How to Gauge Interest for Your Regulation D Private Placement Offering
Testing the waters (TTW) for a Regulation D offering involves gauging investor interest before formally launching the offering. Regulation D, which provides exemptions from SEC registration, primarily targets private placements to accredited investors and, in some cases, a limited number of non-accredited but sophisticated investors. TTW for Regulation D is governed by a specific set of rules compared to public offerings.
Here’s how to approach TTW for a Regulation D Offering:
1. Regulatory Considerations
- General Solicitation Rules:
- Rule 506(b): No general solicitation or advertising is allowed. You can only approach investors with whom you or the issuer have a pre-existing, substantive relationship.
- Rule 506(c): General solicitation is permitted, but only accredited investors may invest, and the issuer must take reasonable steps to verify their accreditation status prior to accepting their investment.
- Anti-Fraud Requirements:
- Regardless of the TTW approach, communications must comply with anti-fraud provisions under SEC Rule 10b-5, which prohibit materially false or misleading statements.
2. Identifying Potential Investors
- Accredited Investors:
- TTW should target accredited investors as defined by Regulation D. These include individuals or entities meeting certain income or net worth thresholds.
- Under Rule 506(c), communications must explicitly state that the offering is limited to accredited investors.
- Existing Relationships:
- For Rule 506(b) offerings, ensure that you have a pre-existing relationship with prospective investors.

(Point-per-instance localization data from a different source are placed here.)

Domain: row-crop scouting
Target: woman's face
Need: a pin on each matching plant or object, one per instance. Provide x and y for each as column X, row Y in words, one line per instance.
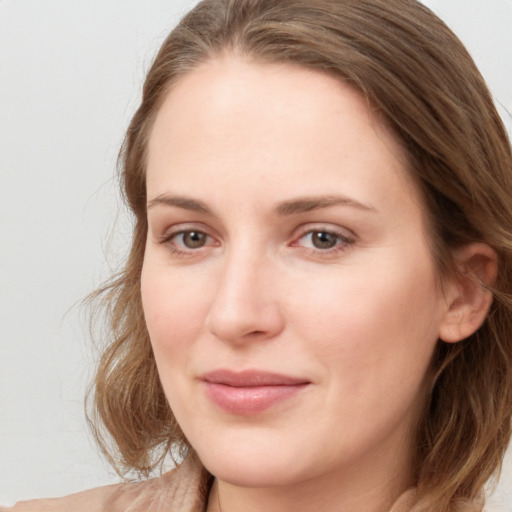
column 288, row 286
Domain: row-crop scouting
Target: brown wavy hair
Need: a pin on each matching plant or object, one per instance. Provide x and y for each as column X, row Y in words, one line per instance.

This relationship should involve sufficient knowledge of the investor’s financial status, investment goals, and sophistication.
3. Crafting the Communications
- Content of TTW Materials:
- Clearly identify the offering as a Regulation D private placement.
- Include disclaimers that:
- No securities are being offered or sold.
- The communication is for information-gathering purposes only.
- Participation in the offering will require compliance with applicable securities laws.
- Avoid specific terms like pricing or guarantees unless you are prepared to provide substantiation.
- No Binding Offers:
- TTW communications must not include any offers to sell securities. Ensure investors understand the discussion is exploratory.
- Recordkeeping:
- Maintain records of all TTW communications to demonstrate compliance with securities laws if requested.
4. Steps to Test the Waters
- Identify and Screen Prospective Investors:
- Compile a list of accredited investors, or those with whom you have pre-existing substantive relationships.
- If using Rule 506(c), ensure that your investors are verified as accredited before you accept an investment.
- Draft TTW Materials:
- Prepare preliminary materials, including an overview of the business, the potential offering, and disclaimers.
- Avoid sharing specific financial forecasts or sensitive data unless confidentiality agreements are in place.
- Engage Through Appropriate Channels:
- For Rule 506(b): Direct, private communications such as meetings, phone calls, or emails.
- For Rule 506(c): General solicitation (e.g., online platforms, ads) is allowed but must adhere to accreditation and verification rules.
- Gather Feedback and Gauge Interest:
- Use TTW communications to understand investor appetite for your securities and refine your offering accordingly.
- Do not accept commitments or solicit funds at this stage.
5. Legal and Compliance Tips
- Consult Legal Counsel:
- Given the nuanced differences between Rule 506(b) and Rule 506(c), work with experienced corporate securities counsel (i.e., Syndication Attorneys, PLLC) to ensure compliance.
- Verify Accreditation:
- Under Rule 506(c), individual or entity investors must be verified as accredited through documentation such as a letter from their CPA, attorney, or financial adviser, or third-party verification
- Prepare a Private Placement Memorandum (PPM):
- Once interest is established, issue a PPM to prospective investors with full disclosures.
Key Takeaway
Testing the waters for a Regulation D offering requires careful targeting of accredited investors, adherence to general solicitation rules, and robust compliance with anti-fraud provisions. By staying within the bounds of Regulation D rules, you can effectively gauge interest while mitigating regulatory risks.